Professor Melanie Welham, the Biotechnology and Biological Sciences Research Council (BBSRC)’s Executive Chair and Executive Sponsor for the UKRI Strategic Priorities Fund (SPF) Transforming UK Food Systems Programme, said:

Our food systems are complex and interrelated, with inevitable trade-offs between costs and benefits, and competing priorities.

As the UK changes demographically, technologically and socially, and in the context of grave threats from climate change and pollution, we must train a new generation of leaders and innovators who can bring new ideas, provide evidence, and safeguard values to bring about healthy people, a healthy environment, a healthy economy, healthy animals and a healthy society.

The £5 million UKRI investment is being matched by £2 million of additional funding, meaning it will support a total of 62 studentships. Each studentship will include a placement in a food system stakeholder organisation and research projects will integrate the natural and social sciences.

Professor Guy Poppy, Director of the Transforming UK Food Systems Programme, said:

The need to transform the UK’s food system is essential as we build back better from the COVID-19 pandemic and try to ensure the health of humans and the environment. It is really exciting that more than 60 future leaders will graduate from the PSFF-CDT.
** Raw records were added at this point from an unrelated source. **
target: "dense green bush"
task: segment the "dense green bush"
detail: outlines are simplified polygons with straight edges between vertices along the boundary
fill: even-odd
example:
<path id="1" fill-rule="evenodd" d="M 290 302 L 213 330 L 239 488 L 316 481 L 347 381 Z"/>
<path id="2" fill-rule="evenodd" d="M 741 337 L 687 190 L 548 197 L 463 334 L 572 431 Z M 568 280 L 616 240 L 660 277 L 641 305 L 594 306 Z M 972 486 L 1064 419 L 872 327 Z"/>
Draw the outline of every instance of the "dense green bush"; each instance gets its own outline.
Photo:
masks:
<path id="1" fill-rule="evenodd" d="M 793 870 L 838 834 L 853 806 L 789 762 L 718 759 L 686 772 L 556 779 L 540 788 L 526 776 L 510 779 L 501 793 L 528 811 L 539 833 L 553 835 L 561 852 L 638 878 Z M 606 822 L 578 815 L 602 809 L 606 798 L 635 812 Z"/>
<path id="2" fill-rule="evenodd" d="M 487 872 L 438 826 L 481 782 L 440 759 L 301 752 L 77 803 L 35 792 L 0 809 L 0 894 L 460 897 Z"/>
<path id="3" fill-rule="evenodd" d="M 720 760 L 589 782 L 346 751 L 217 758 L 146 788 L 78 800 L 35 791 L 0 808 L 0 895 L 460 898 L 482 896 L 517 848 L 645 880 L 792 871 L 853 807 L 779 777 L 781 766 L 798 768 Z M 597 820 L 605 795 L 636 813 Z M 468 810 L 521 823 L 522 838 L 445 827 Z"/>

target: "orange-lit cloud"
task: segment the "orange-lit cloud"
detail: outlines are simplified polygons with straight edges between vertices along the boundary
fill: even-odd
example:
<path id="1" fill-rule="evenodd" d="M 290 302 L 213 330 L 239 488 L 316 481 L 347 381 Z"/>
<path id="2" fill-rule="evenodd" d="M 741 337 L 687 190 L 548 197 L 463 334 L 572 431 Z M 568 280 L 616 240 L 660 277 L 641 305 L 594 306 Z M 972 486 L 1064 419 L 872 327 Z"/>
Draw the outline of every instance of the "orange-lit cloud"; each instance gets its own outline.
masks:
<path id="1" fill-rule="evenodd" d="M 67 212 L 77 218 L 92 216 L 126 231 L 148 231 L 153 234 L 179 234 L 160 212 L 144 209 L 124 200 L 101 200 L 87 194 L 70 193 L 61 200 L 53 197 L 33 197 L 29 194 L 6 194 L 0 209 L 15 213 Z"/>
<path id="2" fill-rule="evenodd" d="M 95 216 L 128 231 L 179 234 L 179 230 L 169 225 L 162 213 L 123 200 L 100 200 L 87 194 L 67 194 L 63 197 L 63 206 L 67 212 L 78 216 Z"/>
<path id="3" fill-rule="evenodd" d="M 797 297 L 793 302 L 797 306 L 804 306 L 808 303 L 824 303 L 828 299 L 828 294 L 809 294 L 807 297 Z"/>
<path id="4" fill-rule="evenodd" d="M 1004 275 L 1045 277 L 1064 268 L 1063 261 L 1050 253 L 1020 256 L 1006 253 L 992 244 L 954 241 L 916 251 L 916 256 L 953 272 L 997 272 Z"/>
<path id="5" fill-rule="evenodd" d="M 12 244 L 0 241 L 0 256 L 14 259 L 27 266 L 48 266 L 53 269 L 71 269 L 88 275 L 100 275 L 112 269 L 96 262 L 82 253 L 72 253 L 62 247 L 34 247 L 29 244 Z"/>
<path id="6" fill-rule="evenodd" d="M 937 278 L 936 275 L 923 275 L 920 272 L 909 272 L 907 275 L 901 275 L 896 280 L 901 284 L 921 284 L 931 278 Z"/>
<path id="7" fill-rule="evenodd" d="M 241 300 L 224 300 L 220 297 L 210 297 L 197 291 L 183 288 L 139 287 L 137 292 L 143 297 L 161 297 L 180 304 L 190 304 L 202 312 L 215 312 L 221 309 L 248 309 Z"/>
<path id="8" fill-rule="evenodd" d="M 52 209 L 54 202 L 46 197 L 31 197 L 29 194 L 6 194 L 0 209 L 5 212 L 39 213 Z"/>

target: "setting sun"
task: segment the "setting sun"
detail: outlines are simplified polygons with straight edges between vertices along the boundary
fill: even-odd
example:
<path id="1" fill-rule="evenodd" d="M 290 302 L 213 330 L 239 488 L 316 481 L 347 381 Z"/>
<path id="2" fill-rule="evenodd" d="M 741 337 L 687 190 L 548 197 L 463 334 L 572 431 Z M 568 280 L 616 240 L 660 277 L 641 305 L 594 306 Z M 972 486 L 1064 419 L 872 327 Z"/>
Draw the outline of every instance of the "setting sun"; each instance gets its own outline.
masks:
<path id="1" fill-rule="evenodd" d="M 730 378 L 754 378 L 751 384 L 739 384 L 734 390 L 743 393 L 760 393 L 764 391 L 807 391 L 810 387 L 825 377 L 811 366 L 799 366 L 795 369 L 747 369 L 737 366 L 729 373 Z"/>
The level of engagement with key partners from across the food system fills me with confidence that those graduating will have a wonderful career ahead of them in which they can contribute to a healthier, sustainable and more prosperous UK food system.

The environmental challenge

Henry Dimbleby, Independent Lead, National Food Strategy, said:

The world is finally waking up to the fact that the global food system represents the mother of all sustainability issues. It is responsible for an estimated 20-30% of total greenhouse gas emissions. It occupies half the world’s habitable land, uses 70% of the freshwater we consume, causes three-quarters of all water pollution, and is the single biggest contributor to biodiversity loss.

At the same time, treating food-related illness is absorbing ever large amounts of capacity of the NHS – with all the personal misery that goes with that.

We need to train a new generation of leaders to haul us out of this mess, and the centre for doctoral training in food systems looks to do just that. It is a welcome and necessary part of the solution to these deep systemic problems.

At the heart of this challenge-led approach is a Food Systems Academy. It brings together representatives from organisations aiming to change the way food systems work. They will develop processes based on co-design, co-implementation and co-solution in research and action.